DeathyMcDeathStarFace · 12/04/2019 10:38

Met at 19, engaged a month later! Married at 21.

Been married for 22 years, so more than half my life.

NorthEndGal · 12/04/2019 10:40

We married at 20, which worried a few people, but we did have support too (emotional support not money, haha)
We've been married almost 21 years now, it's the best thing we ever did. We make a great team.
Now those same people who worried say things like " so nice to see long, happy marriage"

kaytee87 · 12/04/2019 10:41

Engaged a couple of months before I turned 27 and married a month after I turned 28.

HBStowe · 12/04/2019 10:42

I was 27. I wouldn’t have been ready at 22 but that doesn’t mean someone else couldn’t be.

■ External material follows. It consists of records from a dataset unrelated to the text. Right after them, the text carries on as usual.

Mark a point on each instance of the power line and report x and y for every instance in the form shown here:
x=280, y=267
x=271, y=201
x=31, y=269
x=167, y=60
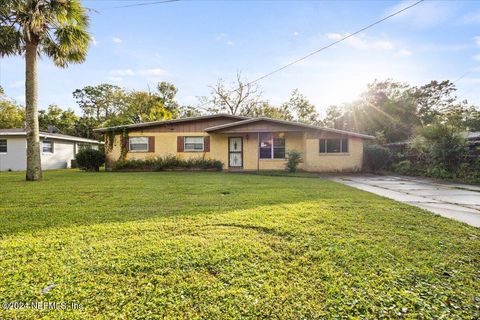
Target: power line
x=335, y=42
x=327, y=46
x=141, y=4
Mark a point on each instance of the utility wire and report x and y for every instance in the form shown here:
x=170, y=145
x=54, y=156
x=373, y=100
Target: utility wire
x=335, y=42
x=325, y=47
x=141, y=4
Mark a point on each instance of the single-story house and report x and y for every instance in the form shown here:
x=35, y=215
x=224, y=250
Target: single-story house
x=241, y=143
x=57, y=150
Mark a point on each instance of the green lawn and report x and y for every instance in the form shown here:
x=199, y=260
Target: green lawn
x=222, y=246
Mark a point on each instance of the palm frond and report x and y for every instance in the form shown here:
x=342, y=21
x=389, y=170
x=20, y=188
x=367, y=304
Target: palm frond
x=11, y=41
x=68, y=45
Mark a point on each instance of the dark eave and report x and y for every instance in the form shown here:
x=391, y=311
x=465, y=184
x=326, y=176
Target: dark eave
x=156, y=123
x=285, y=122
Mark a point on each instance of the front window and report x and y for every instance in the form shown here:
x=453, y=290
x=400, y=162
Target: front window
x=138, y=144
x=47, y=146
x=333, y=145
x=193, y=144
x=3, y=146
x=272, y=146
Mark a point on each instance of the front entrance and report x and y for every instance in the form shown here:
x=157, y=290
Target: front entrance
x=235, y=152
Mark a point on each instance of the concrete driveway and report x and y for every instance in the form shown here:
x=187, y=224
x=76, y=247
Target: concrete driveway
x=452, y=200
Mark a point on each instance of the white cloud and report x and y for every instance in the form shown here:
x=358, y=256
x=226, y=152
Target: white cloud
x=404, y=52
x=425, y=14
x=115, y=79
x=470, y=18
x=118, y=75
x=17, y=84
x=122, y=72
x=154, y=72
x=361, y=41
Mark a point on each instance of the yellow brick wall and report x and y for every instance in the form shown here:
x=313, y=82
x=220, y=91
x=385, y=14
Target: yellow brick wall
x=325, y=162
x=166, y=144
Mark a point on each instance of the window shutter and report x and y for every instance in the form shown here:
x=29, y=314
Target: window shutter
x=180, y=143
x=126, y=143
x=206, y=144
x=151, y=144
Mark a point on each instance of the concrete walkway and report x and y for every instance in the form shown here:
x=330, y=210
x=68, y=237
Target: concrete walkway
x=452, y=200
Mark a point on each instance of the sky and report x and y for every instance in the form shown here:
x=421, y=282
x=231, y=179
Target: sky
x=194, y=43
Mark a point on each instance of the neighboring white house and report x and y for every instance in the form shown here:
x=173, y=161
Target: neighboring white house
x=57, y=150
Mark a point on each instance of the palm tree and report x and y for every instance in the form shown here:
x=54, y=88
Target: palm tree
x=54, y=28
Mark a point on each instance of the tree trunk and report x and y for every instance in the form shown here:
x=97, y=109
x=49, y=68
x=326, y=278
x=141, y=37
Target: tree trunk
x=34, y=168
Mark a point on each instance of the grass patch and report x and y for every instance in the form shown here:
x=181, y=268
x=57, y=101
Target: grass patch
x=216, y=246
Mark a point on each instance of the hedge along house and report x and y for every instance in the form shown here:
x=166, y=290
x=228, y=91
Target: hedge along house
x=241, y=143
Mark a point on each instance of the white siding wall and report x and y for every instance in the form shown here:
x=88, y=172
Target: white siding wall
x=63, y=153
x=16, y=157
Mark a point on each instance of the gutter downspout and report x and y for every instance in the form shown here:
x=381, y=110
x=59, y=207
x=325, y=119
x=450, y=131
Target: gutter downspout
x=258, y=151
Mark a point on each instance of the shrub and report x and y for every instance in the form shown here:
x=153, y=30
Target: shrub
x=169, y=163
x=294, y=158
x=443, y=145
x=90, y=159
x=402, y=167
x=376, y=157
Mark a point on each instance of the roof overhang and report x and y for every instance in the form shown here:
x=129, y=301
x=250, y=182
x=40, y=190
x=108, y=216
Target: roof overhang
x=48, y=135
x=288, y=125
x=164, y=122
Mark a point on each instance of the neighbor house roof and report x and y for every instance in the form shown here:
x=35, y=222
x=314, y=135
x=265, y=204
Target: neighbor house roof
x=22, y=132
x=285, y=122
x=471, y=135
x=156, y=123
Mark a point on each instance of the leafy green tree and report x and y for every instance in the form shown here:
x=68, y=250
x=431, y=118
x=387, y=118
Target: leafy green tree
x=235, y=98
x=334, y=117
x=142, y=106
x=167, y=92
x=11, y=114
x=265, y=109
x=444, y=144
x=301, y=109
x=63, y=121
x=100, y=105
x=188, y=111
x=55, y=28
x=100, y=102
x=433, y=99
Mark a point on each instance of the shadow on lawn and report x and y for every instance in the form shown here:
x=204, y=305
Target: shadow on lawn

Grundtal · 12/04/2019 10:43

Met at 20, engaged at 22, married at 23. We didn't get any negativity. Have friends with similar stories. I'm still married 16 years later and so are 4 out of 5 friends who got married at the same/similar age.

Mammyloveswine · 12/04/2019 10:44

Got engaged at 25, bought a house at 26, married at 27, had our first child aged 28 and baby no 2 came along aged 30... was a busy few years!

Now starting to get my career back on track after being part-time for a few years.

OurChristmasMiracle · 12/04/2019 10:44

Divorced at 25
Loved him but it was leave or get killed (as dramatic as that may sound but he had already stabbed me once as well as other nasty injuries as a result of him).